Every so often you've gotta make some abstract art!
Over the years I've learned to get the juices flowing by introducing a few of Kandinsky's abstract works, such as his Composition 8, shown here.
Born in 1866, Russian artist Wassily Kandinsky was an abstract expressionist. He often used clean lines and graphic-like images to create his abstract paintings. He decided as a young artist that shapes and colors alone could be the subject of his art.
Often very playful, his art incorporated geometrical shapes, circles and dots, checkerboard patterns (sometimes skewed), angles, and a few organic shapes and squiggles just to change things up. His colors could be subtle, bright, or bold. No rules!

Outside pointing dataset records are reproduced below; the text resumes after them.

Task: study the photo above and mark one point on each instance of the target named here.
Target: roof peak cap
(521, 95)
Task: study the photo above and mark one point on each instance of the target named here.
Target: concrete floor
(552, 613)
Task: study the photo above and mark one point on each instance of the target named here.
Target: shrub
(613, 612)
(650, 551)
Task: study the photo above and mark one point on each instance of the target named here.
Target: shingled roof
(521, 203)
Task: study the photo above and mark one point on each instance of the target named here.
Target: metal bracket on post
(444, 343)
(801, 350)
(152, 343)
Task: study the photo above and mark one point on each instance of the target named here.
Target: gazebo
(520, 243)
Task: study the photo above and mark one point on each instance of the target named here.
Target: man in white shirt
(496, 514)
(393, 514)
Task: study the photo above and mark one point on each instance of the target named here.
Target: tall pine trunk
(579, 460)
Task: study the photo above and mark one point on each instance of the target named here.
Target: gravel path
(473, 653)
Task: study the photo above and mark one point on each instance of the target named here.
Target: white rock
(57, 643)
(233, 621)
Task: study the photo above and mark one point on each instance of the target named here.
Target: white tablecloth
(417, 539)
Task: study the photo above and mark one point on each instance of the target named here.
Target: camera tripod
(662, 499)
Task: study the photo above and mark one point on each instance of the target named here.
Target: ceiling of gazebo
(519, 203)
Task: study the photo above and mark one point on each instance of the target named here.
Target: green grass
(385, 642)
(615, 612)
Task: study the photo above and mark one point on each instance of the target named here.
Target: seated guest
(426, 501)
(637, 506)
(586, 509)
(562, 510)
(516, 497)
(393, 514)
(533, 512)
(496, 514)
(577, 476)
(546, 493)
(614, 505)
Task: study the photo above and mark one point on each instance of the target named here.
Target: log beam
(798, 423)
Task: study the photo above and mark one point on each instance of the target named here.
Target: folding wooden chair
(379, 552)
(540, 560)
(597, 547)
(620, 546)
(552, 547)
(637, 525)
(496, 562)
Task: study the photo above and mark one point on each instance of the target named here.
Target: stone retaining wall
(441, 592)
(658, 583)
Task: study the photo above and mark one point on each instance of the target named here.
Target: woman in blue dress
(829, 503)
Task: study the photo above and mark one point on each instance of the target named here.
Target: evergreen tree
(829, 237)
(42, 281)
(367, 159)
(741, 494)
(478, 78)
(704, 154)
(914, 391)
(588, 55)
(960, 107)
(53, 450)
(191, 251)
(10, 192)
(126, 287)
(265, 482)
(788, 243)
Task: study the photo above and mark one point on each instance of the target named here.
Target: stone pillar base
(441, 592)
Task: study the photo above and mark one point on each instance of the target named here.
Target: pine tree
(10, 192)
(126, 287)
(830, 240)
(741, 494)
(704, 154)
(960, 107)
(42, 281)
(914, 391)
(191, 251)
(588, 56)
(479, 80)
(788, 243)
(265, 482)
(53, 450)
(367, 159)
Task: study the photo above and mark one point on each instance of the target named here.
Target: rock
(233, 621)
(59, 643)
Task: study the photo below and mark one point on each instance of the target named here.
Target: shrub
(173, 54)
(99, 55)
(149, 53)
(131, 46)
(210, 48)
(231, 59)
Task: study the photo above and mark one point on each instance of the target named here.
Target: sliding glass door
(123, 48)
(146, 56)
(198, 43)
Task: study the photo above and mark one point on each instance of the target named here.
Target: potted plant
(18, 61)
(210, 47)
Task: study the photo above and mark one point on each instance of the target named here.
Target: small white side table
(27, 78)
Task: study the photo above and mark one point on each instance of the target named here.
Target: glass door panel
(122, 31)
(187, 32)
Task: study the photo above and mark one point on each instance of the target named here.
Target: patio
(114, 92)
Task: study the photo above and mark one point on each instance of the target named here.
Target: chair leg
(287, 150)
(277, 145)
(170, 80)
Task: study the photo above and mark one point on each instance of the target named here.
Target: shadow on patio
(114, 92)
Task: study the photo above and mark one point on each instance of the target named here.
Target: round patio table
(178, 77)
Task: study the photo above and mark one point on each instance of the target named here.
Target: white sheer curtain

After taping our watercolor paper to our boards, we traced a variety of items to create geometric shapes all over the composition. Some did this randomly; others considered and planned every shape, line, and pattern very carefully. We then placed strips of masking tape randomly through and across the design.
Next, we painted. We randomly filled in our designs with lots of watercolor: bright colors, bold colors, and subtle colors. After the paint was dry, we carefully removed the tape (not the tape on the edges) and added bold lines and other details. Some lines went right over the previously taped areas.
Once the composition was complete, we erased any remaining pencil lines within the white areas and removed the tape from around the edges.